The forest was full of life. It lurked in the undergrowth, clambered among the branches, flew through the air. It fled chattering and gibbering through the trees as the robot advanced. And all the while the automatic cameras were recording the pictures that formed on the screen, gathering material for the biologists to analyse when the ship returned to base.
Clindar breathed a sigh of relief when the trees suddenly thinned. It was exhausting work, keeping the robot from smashing into obstacles as it moved through the forest, but on open ground it could take care of itself.

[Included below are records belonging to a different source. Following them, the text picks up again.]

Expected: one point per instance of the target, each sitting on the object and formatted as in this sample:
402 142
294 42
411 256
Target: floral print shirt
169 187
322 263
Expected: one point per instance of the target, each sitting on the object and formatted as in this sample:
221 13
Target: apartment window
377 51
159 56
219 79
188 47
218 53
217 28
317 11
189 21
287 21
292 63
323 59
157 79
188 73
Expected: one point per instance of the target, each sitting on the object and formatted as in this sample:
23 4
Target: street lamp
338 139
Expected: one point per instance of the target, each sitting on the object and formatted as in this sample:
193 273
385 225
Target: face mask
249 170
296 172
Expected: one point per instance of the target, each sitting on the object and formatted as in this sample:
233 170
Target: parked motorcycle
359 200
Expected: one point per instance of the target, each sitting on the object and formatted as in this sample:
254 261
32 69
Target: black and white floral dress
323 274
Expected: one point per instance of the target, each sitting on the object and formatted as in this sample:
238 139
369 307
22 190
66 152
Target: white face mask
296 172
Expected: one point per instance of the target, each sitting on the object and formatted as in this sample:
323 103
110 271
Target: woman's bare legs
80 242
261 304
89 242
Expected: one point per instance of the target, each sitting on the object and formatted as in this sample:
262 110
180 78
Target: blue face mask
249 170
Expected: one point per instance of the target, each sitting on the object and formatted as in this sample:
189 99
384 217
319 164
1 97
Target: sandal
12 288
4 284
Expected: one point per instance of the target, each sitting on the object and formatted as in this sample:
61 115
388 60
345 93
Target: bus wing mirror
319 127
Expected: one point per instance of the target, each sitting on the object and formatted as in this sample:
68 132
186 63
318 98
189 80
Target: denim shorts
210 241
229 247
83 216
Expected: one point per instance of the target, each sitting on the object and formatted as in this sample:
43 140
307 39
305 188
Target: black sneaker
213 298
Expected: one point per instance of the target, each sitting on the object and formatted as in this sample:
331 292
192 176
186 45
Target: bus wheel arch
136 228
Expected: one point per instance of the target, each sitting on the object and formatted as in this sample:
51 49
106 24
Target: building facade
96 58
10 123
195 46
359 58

Then the picture trembled as if beneath a hammer-blow, there was a grinding metallic thud, and the whole scene swept vertiginously upward as the robot toppled and fell.
‘What’s that?’ cried Altman. ‘Did you trip?’
‘No,’ said Clindar grimly, his fingers flying over the keyboard. ‘Something attacked from the rear. I hope – ah – I’ve still got control.’
He brought the robot to a sitting position and swivelled its head. It did not take long to find the cause of the trouble. Standing a few feet away, and lashing its tail angrily, was a large quadruped with a most ferocious set of teeth. At the moment it was, fairly obviously, trying to decide whether to attack again.
Slowly, the robot rose to its feet, and as it did so the great beast crouched to spring. A smile flitted across Clindar’s face: he knew how to deal with this situation. His thumb felt for the seldom-used key labelled ‘Siren’.
The forest echoed with a hideous undulating scream from the robot’s concealed speaker, and the machine advanced to meet its adversary, arms flailing in front of it. The startled beast almost fell over backward in its effort to turn, and in seconds was gone from sight.
‘Now I suppose we’ll have to wait a couple of hours until everything comes out of hiding again,’ said Bertrond ruefully.
‘I don’t know much about animal psychology,’ interjected Altman, ‘but is it usual for them to attack something completely unfamiliar?’
‘Some will attack anything that moves, but that’s unusual. Normally they attack only for food, or if they’ve already been threatened. What are you driving at? Do you suggest that there are other robots on this planet?’
‘Certainly not. But our carnivorous friend may have mistaken our machine for a more edible biped. Don’t you think that this opening in the jungle is rather unnatural? It could easily be a path.’
‘In that case,’ said Clindar promptly, ‘we’ll follow it and find out. I’m tired of dodging trees, but I hope nothing jumps on us again: it’s bad for my nerves.’